I suoi sogni stessi sono intessuti di classicità. Il racconto  Prato Verde (1918-1919) è imperniato su uno strano taccuino di 30 fogli rinvenuto all’interno di un meteorite caduto in mare vicino alla costa del Maine; la scrittura è greco corsivo del II secolo a.C., «della più pura qualità classica. Il testo, privo di conclusione perché le pagine erano scolorite prima di essere lette da uno studioso, «parla di un uomo orrendamente solo, circondato da mare, cielo, bosco e un Prato Verde.
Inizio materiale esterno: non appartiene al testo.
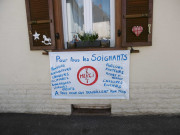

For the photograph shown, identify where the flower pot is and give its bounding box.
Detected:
[75,40,101,48]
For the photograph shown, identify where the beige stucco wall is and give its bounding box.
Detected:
[0,0,180,114]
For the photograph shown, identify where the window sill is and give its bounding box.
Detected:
[53,47,127,52]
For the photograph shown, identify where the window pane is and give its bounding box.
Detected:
[92,0,111,39]
[66,0,84,41]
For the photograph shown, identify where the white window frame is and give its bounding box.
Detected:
[62,0,115,49]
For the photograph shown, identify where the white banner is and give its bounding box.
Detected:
[49,50,130,99]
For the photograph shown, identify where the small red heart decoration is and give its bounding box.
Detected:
[132,26,143,37]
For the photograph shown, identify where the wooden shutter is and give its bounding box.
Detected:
[122,0,153,47]
[26,0,56,50]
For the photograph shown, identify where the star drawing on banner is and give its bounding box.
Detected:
[33,31,40,40]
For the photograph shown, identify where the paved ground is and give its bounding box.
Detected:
[0,114,180,135]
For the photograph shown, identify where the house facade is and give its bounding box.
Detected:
[0,0,180,115]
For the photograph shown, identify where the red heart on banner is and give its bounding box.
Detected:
[132,26,143,37]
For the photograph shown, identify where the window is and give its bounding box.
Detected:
[26,0,153,50]
[62,0,115,48]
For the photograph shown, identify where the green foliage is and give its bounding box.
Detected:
[77,32,99,41]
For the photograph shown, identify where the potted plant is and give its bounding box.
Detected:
[75,32,101,48]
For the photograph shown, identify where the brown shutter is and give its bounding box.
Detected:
[122,0,153,47]
[26,0,56,50]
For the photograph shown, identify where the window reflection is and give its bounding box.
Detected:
[92,0,110,39]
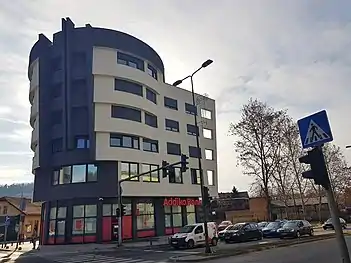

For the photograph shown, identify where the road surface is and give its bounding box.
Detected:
[210,237,351,263]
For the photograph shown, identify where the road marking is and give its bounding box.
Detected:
[37,254,161,263]
[258,241,269,245]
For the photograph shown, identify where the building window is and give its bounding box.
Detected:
[143,138,158,153]
[50,110,62,126]
[147,64,157,80]
[207,170,214,185]
[110,133,140,150]
[141,163,160,183]
[186,124,199,136]
[186,205,196,225]
[111,105,141,122]
[112,201,132,216]
[168,167,183,184]
[167,142,181,155]
[146,88,157,104]
[190,168,201,184]
[205,149,213,160]
[164,206,183,227]
[185,103,197,115]
[136,202,155,230]
[115,79,143,97]
[49,206,67,241]
[201,109,212,120]
[202,128,212,139]
[164,97,178,110]
[51,83,62,98]
[120,162,139,181]
[75,136,90,149]
[72,205,97,236]
[51,138,63,153]
[52,164,97,185]
[189,146,201,158]
[165,119,179,132]
[145,112,157,128]
[117,52,144,71]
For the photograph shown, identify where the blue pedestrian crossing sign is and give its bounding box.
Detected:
[297,110,333,148]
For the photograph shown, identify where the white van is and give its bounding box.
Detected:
[169,222,218,248]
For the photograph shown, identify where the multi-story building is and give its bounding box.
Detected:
[28,18,218,244]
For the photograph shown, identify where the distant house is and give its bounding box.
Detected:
[0,196,41,241]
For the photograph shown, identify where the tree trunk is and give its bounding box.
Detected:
[318,185,323,223]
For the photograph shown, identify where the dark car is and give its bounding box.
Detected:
[217,221,232,231]
[218,225,233,241]
[277,220,314,238]
[323,218,347,230]
[224,223,262,243]
[262,221,286,237]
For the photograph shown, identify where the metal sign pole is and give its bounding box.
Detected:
[326,183,351,263]
[117,184,122,247]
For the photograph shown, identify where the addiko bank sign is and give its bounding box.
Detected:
[163,197,201,206]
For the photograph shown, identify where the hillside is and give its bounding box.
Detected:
[0,183,34,198]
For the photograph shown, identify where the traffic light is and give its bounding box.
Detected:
[122,205,127,216]
[299,147,330,189]
[116,208,121,217]
[180,154,189,173]
[162,161,169,178]
[202,186,212,205]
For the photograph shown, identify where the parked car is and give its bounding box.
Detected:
[224,223,262,243]
[258,222,269,229]
[262,221,286,237]
[218,221,232,231]
[277,220,314,239]
[218,225,233,241]
[169,222,218,248]
[323,217,347,230]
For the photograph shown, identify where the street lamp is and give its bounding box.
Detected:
[173,59,213,253]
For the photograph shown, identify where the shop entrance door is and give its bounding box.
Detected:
[111,223,118,242]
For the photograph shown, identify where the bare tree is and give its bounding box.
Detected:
[229,98,286,220]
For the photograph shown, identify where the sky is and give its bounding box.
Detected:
[0,0,351,191]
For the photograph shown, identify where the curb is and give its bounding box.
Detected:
[169,234,350,262]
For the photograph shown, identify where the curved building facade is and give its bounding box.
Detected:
[28,18,218,244]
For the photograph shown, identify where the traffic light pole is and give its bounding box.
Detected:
[299,146,351,263]
[190,75,211,254]
[326,182,351,263]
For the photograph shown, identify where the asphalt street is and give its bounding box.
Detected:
[7,231,351,263]
[211,237,351,263]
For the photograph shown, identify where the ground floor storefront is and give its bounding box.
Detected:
[40,197,202,244]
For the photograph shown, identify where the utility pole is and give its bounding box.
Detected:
[299,146,351,263]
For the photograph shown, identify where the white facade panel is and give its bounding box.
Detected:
[93,48,218,197]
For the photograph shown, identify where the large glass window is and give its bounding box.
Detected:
[186,205,196,225]
[164,206,183,227]
[136,202,155,230]
[52,164,97,185]
[141,163,160,182]
[72,205,97,235]
[120,162,139,181]
[49,206,67,242]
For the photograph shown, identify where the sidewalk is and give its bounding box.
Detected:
[35,236,168,254]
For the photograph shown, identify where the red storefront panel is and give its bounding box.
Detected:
[137,230,156,237]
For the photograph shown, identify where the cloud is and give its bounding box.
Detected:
[0,0,351,194]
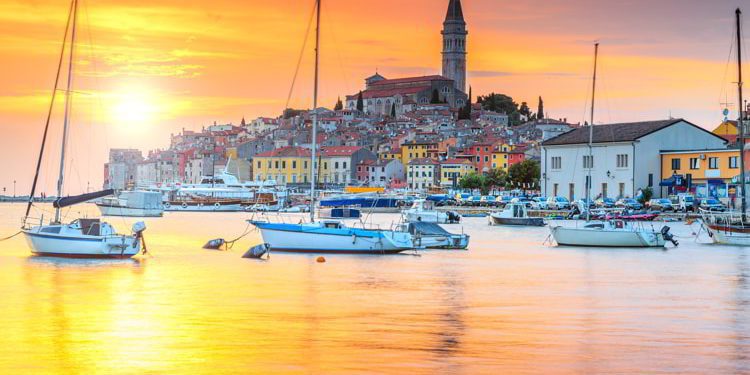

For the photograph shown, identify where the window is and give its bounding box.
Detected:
[729,156,739,169]
[552,156,562,170]
[617,154,628,168]
[708,158,719,169]
[583,155,594,169]
[690,158,701,169]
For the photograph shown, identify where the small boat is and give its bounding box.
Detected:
[318,207,362,219]
[404,222,469,250]
[21,0,146,258]
[489,203,546,227]
[164,197,249,212]
[253,220,414,254]
[96,191,164,217]
[550,219,678,247]
[401,199,461,224]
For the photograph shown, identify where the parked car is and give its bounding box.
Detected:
[547,197,570,210]
[646,198,674,212]
[531,197,549,210]
[700,198,727,212]
[596,198,617,208]
[615,198,643,211]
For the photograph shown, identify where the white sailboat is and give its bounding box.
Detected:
[701,8,750,246]
[21,0,146,258]
[549,43,677,247]
[249,0,414,254]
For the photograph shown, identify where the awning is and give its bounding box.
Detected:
[659,174,685,186]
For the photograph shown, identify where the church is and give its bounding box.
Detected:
[346,0,468,115]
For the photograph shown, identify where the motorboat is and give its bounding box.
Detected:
[549,219,678,247]
[489,203,546,227]
[21,0,146,258]
[96,191,164,217]
[403,222,469,250]
[401,199,461,224]
[248,220,415,254]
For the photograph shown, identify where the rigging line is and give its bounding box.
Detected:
[284,2,317,109]
[23,0,76,223]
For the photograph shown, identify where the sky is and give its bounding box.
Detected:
[0,0,750,195]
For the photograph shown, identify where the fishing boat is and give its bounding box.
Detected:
[403,222,469,250]
[21,0,146,258]
[401,199,461,224]
[489,202,546,227]
[249,0,414,254]
[701,8,750,246]
[96,191,164,217]
[549,43,677,247]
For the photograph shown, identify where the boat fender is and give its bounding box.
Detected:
[661,225,680,246]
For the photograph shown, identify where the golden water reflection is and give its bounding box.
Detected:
[0,205,750,374]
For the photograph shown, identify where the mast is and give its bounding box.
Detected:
[585,43,599,221]
[735,8,747,223]
[310,0,321,222]
[55,0,78,223]
[23,0,76,226]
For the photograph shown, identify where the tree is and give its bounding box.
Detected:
[333,96,344,111]
[536,96,545,120]
[518,102,531,119]
[357,91,365,112]
[430,89,442,104]
[477,92,521,126]
[508,160,541,191]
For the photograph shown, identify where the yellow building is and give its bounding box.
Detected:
[664,149,740,198]
[401,142,438,166]
[440,159,474,187]
[253,146,310,184]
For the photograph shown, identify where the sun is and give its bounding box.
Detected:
[112,91,156,125]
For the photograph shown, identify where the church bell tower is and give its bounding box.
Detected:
[441,0,469,93]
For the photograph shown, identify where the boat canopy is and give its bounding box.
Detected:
[52,189,115,208]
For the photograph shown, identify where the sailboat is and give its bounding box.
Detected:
[248,0,414,254]
[701,8,750,246]
[21,0,146,258]
[549,43,677,247]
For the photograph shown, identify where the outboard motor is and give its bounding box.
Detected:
[661,225,680,246]
[446,211,461,224]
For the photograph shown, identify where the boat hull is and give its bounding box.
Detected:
[550,226,666,247]
[23,229,141,258]
[252,222,414,254]
[96,204,164,217]
[490,215,547,227]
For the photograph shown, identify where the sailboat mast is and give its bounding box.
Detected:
[310,0,321,222]
[585,43,599,221]
[55,0,78,223]
[735,8,747,223]
[23,0,76,226]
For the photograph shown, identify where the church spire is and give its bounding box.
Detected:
[445,0,464,22]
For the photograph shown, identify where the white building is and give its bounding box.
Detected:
[541,119,726,200]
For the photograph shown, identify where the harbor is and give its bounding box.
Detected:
[0,203,750,373]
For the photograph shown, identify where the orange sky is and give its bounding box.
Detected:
[0,0,750,194]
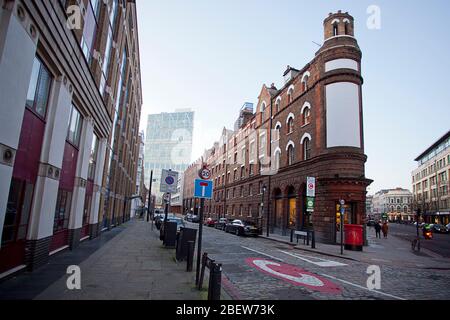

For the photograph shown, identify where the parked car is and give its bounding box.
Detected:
[161,216,186,233]
[155,213,176,230]
[430,224,448,233]
[225,220,260,237]
[367,220,376,227]
[214,218,233,231]
[203,218,217,227]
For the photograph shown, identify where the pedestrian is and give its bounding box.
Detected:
[374,222,381,239]
[381,222,389,239]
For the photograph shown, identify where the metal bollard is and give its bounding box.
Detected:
[186,241,194,272]
[208,262,222,300]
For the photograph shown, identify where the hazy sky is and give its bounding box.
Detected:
[137,0,450,193]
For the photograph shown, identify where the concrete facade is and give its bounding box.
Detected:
[0,0,142,275]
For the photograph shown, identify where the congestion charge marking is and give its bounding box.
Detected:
[245,258,341,294]
[166,176,175,184]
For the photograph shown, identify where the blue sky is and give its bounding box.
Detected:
[137,0,450,193]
In mente ha le febbricitanti ricerche raccontate negli scritti di Democrito». L’idea – lo spiegherà lo stesso HPL in una lettera –«è che si tratti della narrazione di un antico filosofo greco fuggito dalla Terra e atterrato su un altro pianeta”. Addirittura.

Quando HPL scrive L’orrore soprannaturale nella letteratura, il suo saggio più famoso del 1927, si scopre prendere ovviamente le mosse dal racconto dell’orrore in Petronio (l’episodio del lupo mannaro), in Apuleio, nella lettera di Plinio il Giovane al console Licinio Sura e nell’opera Il libro delle meraviglie di Flegonte di Tralles, «dove si trova il racconto della sposacadavere più tardi riportato anche dal filosofo neoplatonico Proclo nel suo commento alla Repubblica di Platone». 

Altri richiami classici si riscontrano nell’epistolario accorato tra lo stesso Howard Lovecraft e Robert Howard, giovane collega texano autore di Conan il Barbaro (la cui storia è stata recentemente romanzata nella serie a fumetti Dampyr di Sergio Bonelli editore), e qui il loro accenno rivela elementi di una cosmogonia comune. Un’opera esegetica ma col sapore del racconto.